The Pakistan-based Islamist militant group Jaish-e-Mohammad (JeM) claimed responsibility for the attack, which was carried out by a 22-year-old man who was born in Indian Kashmir.
The group released a video that appeared to show the attacker condemning India for atrocities against Kashmiri Muslims.
In recent years, the Indian military has increasingly been accused of using excessive force and unlawful killings to curtail the insurgency in Kashmir, the country’s only Muslim-majority state.
Jaish-e-Mohammed militants previously stormed an Indian army camp in 2016, killing 20 soldiers. Weeks later, Indian Prime Minister Narendra Modi ordered “surgical strikes” on militant camps in the Pakistani side of Kashmir.
India has long accused Pakistan of sponsoring terrorist attacks by Jaish-e-Mohammed and other militant groups, with Pakistan’s Inter-Services Intelligence (ISI) suspected with helping create the group, as detailed by the Mapping Militants Project at Stanford University.
The group’s leader Masood Azhar remains at large in Pakistan, with the country refusing India’s demands to extradite him. Pakistan’s ally China has blocked India’s efforts to have Azhar designated a global terrorist at the United Nations Security Council.

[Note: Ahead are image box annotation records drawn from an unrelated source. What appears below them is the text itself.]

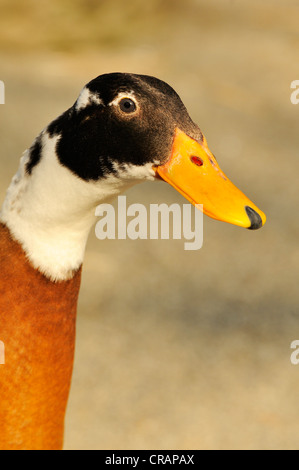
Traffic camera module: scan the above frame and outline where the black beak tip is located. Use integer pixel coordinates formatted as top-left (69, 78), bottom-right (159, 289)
top-left (245, 206), bottom-right (263, 230)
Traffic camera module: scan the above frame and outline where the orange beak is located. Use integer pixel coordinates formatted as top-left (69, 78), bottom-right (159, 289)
top-left (154, 128), bottom-right (266, 230)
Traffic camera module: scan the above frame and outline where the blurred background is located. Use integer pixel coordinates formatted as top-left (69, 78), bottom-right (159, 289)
top-left (0, 0), bottom-right (299, 450)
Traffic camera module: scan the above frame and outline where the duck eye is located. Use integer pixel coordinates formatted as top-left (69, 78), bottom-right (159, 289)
top-left (119, 98), bottom-right (137, 114)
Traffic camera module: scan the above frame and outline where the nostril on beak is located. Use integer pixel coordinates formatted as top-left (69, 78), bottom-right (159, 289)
top-left (245, 206), bottom-right (263, 230)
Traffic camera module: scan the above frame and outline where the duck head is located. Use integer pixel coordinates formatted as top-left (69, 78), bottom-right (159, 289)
top-left (48, 73), bottom-right (266, 229)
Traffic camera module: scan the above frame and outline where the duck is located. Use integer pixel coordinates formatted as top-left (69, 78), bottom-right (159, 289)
top-left (0, 73), bottom-right (266, 450)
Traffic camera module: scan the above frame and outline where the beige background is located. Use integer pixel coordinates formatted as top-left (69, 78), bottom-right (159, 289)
top-left (0, 0), bottom-right (299, 449)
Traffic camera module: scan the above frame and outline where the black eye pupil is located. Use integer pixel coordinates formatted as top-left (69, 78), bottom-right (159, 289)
top-left (119, 98), bottom-right (136, 113)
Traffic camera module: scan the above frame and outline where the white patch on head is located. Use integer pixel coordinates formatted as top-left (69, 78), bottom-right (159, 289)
top-left (75, 87), bottom-right (103, 111)
top-left (0, 130), bottom-right (155, 281)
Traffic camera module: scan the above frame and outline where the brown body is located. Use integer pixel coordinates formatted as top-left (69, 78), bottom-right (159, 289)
top-left (0, 224), bottom-right (81, 450)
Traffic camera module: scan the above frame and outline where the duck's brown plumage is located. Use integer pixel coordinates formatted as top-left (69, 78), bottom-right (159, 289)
top-left (0, 224), bottom-right (81, 450)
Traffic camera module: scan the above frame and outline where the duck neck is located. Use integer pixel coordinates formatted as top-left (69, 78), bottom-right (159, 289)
top-left (0, 132), bottom-right (132, 281)
top-left (0, 224), bottom-right (81, 450)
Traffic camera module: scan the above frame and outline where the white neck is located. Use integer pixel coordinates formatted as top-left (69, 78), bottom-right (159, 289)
top-left (0, 131), bottom-right (153, 281)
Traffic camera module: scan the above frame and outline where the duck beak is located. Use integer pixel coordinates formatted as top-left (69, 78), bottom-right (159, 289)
top-left (154, 128), bottom-right (266, 230)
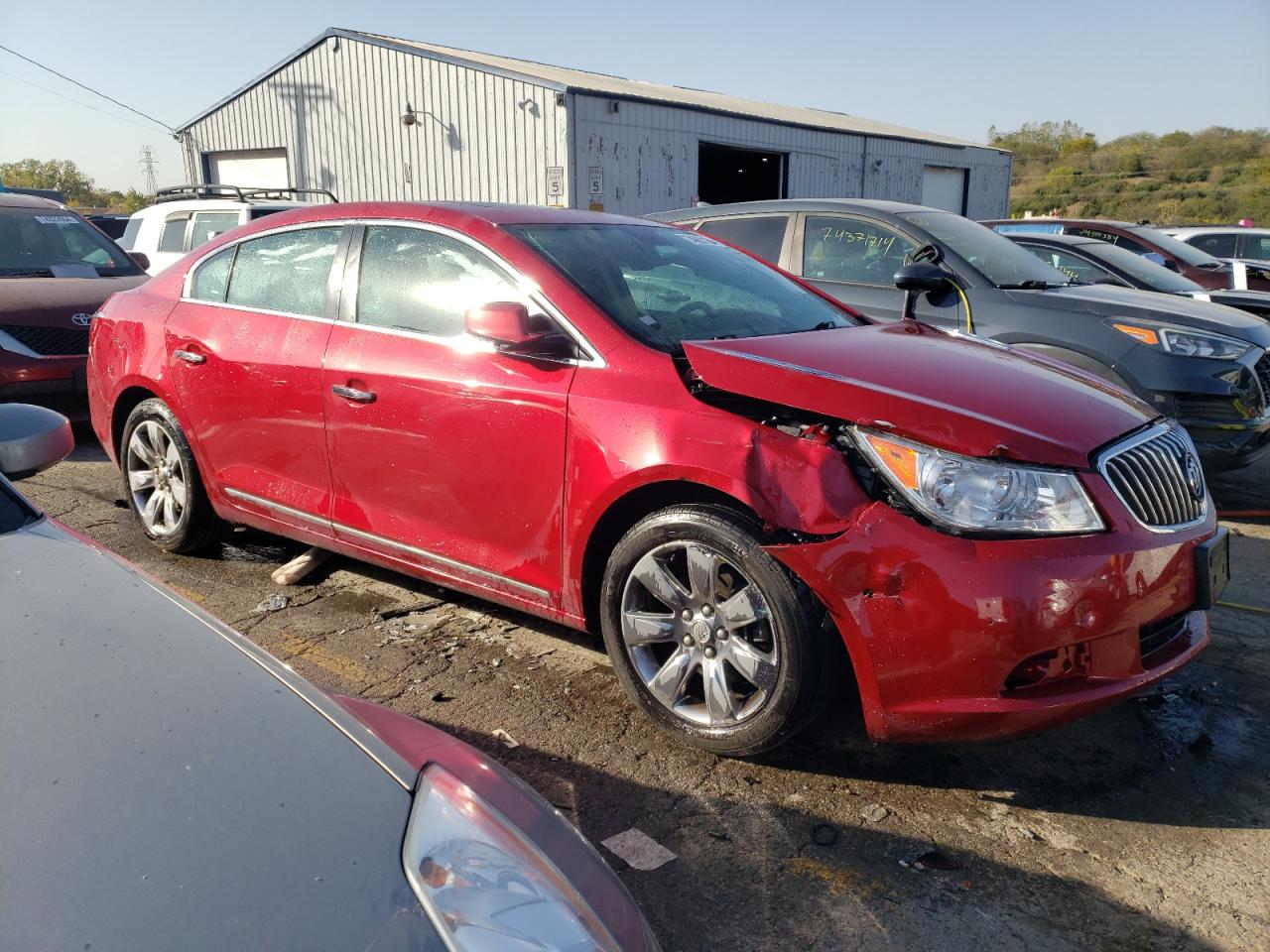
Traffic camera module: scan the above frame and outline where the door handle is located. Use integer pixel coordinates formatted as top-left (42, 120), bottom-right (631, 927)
top-left (330, 384), bottom-right (375, 404)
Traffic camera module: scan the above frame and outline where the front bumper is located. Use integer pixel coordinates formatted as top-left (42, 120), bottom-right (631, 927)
top-left (0, 350), bottom-right (87, 418)
top-left (1179, 416), bottom-right (1270, 473)
top-left (768, 476), bottom-right (1215, 742)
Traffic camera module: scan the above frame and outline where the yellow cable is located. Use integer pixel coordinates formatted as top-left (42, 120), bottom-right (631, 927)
top-left (949, 280), bottom-right (974, 334)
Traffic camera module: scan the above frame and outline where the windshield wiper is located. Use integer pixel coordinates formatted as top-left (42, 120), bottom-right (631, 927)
top-left (997, 278), bottom-right (1056, 291)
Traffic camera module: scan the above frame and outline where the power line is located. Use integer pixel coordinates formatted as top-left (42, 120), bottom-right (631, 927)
top-left (0, 44), bottom-right (177, 136)
top-left (0, 69), bottom-right (171, 132)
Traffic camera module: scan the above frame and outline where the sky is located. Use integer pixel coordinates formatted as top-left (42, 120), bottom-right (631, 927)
top-left (0, 0), bottom-right (1270, 189)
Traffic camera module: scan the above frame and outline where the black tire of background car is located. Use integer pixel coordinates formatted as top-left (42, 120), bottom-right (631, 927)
top-left (119, 398), bottom-right (230, 554)
top-left (599, 504), bottom-right (844, 757)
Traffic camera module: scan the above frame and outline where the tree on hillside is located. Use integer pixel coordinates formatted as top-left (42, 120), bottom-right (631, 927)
top-left (0, 159), bottom-right (92, 204)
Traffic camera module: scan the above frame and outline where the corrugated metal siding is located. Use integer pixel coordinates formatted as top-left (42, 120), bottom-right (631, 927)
top-left (569, 94), bottom-right (1010, 218)
top-left (186, 38), bottom-right (568, 204)
top-left (187, 37), bottom-right (1010, 218)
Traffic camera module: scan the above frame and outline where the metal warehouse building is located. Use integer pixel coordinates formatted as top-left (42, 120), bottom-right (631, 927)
top-left (181, 29), bottom-right (1011, 218)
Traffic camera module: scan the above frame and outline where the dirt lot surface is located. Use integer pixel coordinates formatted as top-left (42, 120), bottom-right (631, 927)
top-left (22, 434), bottom-right (1270, 952)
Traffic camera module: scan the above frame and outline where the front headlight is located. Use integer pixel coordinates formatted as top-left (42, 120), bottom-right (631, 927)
top-left (856, 430), bottom-right (1103, 536)
top-left (1111, 323), bottom-right (1252, 361)
top-left (403, 765), bottom-right (620, 952)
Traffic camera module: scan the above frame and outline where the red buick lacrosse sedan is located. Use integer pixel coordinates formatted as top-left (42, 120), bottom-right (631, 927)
top-left (89, 203), bottom-right (1228, 756)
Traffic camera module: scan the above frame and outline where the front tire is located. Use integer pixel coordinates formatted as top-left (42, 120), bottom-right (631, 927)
top-left (600, 505), bottom-right (837, 757)
top-left (119, 398), bottom-right (227, 554)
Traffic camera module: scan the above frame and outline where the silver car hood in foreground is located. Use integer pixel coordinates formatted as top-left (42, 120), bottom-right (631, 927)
top-left (0, 520), bottom-right (442, 952)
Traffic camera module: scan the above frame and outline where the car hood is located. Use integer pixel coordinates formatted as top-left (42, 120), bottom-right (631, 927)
top-left (1026, 285), bottom-right (1270, 346)
top-left (0, 274), bottom-right (147, 327)
top-left (0, 521), bottom-right (441, 949)
top-left (684, 321), bottom-right (1156, 467)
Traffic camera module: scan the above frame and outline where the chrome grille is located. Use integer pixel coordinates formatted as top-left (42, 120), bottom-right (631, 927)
top-left (0, 325), bottom-right (87, 357)
top-left (1098, 424), bottom-right (1207, 530)
top-left (1252, 350), bottom-right (1270, 407)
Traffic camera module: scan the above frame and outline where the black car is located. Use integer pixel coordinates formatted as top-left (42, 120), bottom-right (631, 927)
top-left (649, 199), bottom-right (1270, 472)
top-left (1006, 232), bottom-right (1270, 320)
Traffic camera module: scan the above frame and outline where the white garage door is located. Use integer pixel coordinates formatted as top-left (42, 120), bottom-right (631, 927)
top-left (207, 149), bottom-right (291, 187)
top-left (922, 165), bottom-right (965, 214)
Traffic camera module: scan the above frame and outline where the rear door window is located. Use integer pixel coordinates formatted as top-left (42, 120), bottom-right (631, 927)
top-left (1239, 235), bottom-right (1270, 262)
top-left (698, 214), bottom-right (790, 264)
top-left (803, 214), bottom-right (917, 285)
top-left (159, 212), bottom-right (190, 254)
top-left (225, 226), bottom-right (343, 317)
top-left (190, 212), bottom-right (239, 249)
top-left (190, 248), bottom-right (237, 300)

Following Thursday’s attack, Modi said India would deliver a “befitting reply” to Pakistan, which has denied any involvement in the attack.
India responded by withdrawing trade privileges granted to Pakistan under World Trade Organization rules, the country’s Minister of Finance Arun Jaitley said. He added that diplomatic steps were being taken “to ensure the complete isolation from international community of Pakistan.”